In recent years, a growing body of research has been demonstrating the profound impact that outdoor schools and nature based learning can have on adolescent brain development. In particular, new research is showing that during the ages of 10 to 14, adolescent brains are going through the second most significant growth spurt of their lives (second only to infancy). During this stage of development their brains have a great deal of neural plasticity. This makes it a critical time for learning and development. It’s also a great opportunity to imprint healthy behaviours and patterns that will last a lifetime. The benefits of outdoor schools for this age group is proving to be quite exceptional.
One of the key experts in this field is Dr. Gordon Neufeld, a clinical psychologist and author who has written extensively about the importance of outdoor play and causes of maturation deficiencies in adults. He argues that outdoor play is crucial for children’s emotional and social development, as well as their physical health. According to Dr. Gordon Neufeld, adolescents are wired to seek novelty, take risks, and explore the world around them. He notes that outdoor education allows children to harness this natural wiring to become more curious while developing important skills like risk-taking, problem-solving, and creativity, and that it can also help children develop resilience and a sense of connection to the natural world.
Research in recent years has also been demonstrating the importance of outdoor learning specifically. Studies have found that outdoor learning can lead to significant improvements in academic performance, especially in areas like science and math. One study published in the Journal of Adventure Education and Outdoor Learning found that students who participated in outdoor learning programs scored significantly higher on tests of science knowledge than students who did not participate.
The benefits of outdoor learning go beyond just academic performance, however. Research has also shown that outdoor learning can lead to improvements in mental health and well-being. One study published in the Journal of Environmental Psychology found that students who participated in outdoor learning programs had lower levels of stress and higher levels of happiness and well-being than students who did not participate.
Two schools that have been leading the way in outdoor and experiential based learning are the Blue Mountain Wild School in Ontario and the Green School in Bali. These schools have developed innovative outdoor learning programs that are designed to help students develop important skills and experiences that they might not get in a traditional classroom setting.
The Blue Mountain Wild School, located in the heart of Ontario’s Blue Mountains, offers a range of outdoor programs for students from grades k to 8. The school’s programs are designed to help students develop important life skills like problem-solving, teamwork, and leadership, and to foster a deep connection to nature.
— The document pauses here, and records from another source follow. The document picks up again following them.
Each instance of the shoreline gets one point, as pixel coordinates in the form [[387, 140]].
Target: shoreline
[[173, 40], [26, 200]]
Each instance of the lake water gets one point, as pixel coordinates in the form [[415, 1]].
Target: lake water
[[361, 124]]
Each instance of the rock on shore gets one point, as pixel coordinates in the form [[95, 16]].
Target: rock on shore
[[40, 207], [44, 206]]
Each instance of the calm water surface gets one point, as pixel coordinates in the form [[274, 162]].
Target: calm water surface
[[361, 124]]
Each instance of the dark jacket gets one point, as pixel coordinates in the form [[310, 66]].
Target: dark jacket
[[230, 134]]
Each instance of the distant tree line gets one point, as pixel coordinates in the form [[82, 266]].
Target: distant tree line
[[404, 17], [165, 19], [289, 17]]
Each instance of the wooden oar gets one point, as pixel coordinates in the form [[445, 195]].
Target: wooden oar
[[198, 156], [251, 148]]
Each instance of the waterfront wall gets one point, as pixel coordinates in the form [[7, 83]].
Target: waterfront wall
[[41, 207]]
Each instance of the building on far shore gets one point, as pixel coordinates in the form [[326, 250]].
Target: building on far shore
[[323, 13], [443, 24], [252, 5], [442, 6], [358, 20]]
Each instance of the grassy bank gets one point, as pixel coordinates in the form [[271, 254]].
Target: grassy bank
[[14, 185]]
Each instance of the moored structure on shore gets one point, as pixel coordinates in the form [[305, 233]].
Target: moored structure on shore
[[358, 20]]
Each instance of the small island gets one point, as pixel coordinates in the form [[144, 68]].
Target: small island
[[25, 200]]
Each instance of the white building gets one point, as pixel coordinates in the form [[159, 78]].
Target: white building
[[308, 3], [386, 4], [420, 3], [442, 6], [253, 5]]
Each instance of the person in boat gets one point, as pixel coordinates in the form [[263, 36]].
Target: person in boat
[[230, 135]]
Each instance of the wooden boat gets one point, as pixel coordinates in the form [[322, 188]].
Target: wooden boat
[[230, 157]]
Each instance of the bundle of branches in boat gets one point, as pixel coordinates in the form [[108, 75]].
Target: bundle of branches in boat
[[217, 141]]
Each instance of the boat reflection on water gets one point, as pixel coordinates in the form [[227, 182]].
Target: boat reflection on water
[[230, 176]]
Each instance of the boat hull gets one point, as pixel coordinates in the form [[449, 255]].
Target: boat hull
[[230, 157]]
Students at the Blue Mountain Wild School spend a considerable amount of time outside, exploring the natural world and engaging in hands-on learning activities, while also meeting and often exceeding the provincial curriculum.
A key feature of the Blue Mountain Wild School is its commitment to fostering happiness and well-being in students. The school’s programs are designed to be fun and engaging, and to help students develop a sense of joy and curiosity about learning. This focus on happiness and well-being is supported by research, which has shown that happy students are more successful academically and more likely to have positive life outcomes.
The Green School in Bali is another school that has been at the forefront of outdoor learning. Located in the heart of Bali’s rainforest, the Green School is an international school that is committed to sustainability and environmental stewardship. The school’s curriculum is designed to be hands-on and experiential, with a focus on learning through doing. One of the key features of the Green School is its commitment to sustainability and environmental education. The school’s programs are designed to help students develop a deep understanding of environmental issues and to develop the skills and knowledge necessary to make a positive impact on the world.
Outdoor schools such as The Wild School provide an ideal environment for fostering adolescent brain development. The school’s focus on outdoor education, experiential learning, and emotional well-being allows students to develop critical skills, form deep connections with their teachers and peers, and benefit from exposure to nature. This comes at a critical time in adolescent development in which their brains neural plasticity is such that it can and will imprint behaviours, either negative or positive. As research continues to uncover the benefits of outdoor education, it is clear that schools like The Wild School offer a valuable alternative to traditional classrooms and can have a profound impact on the future success and well-being of their students.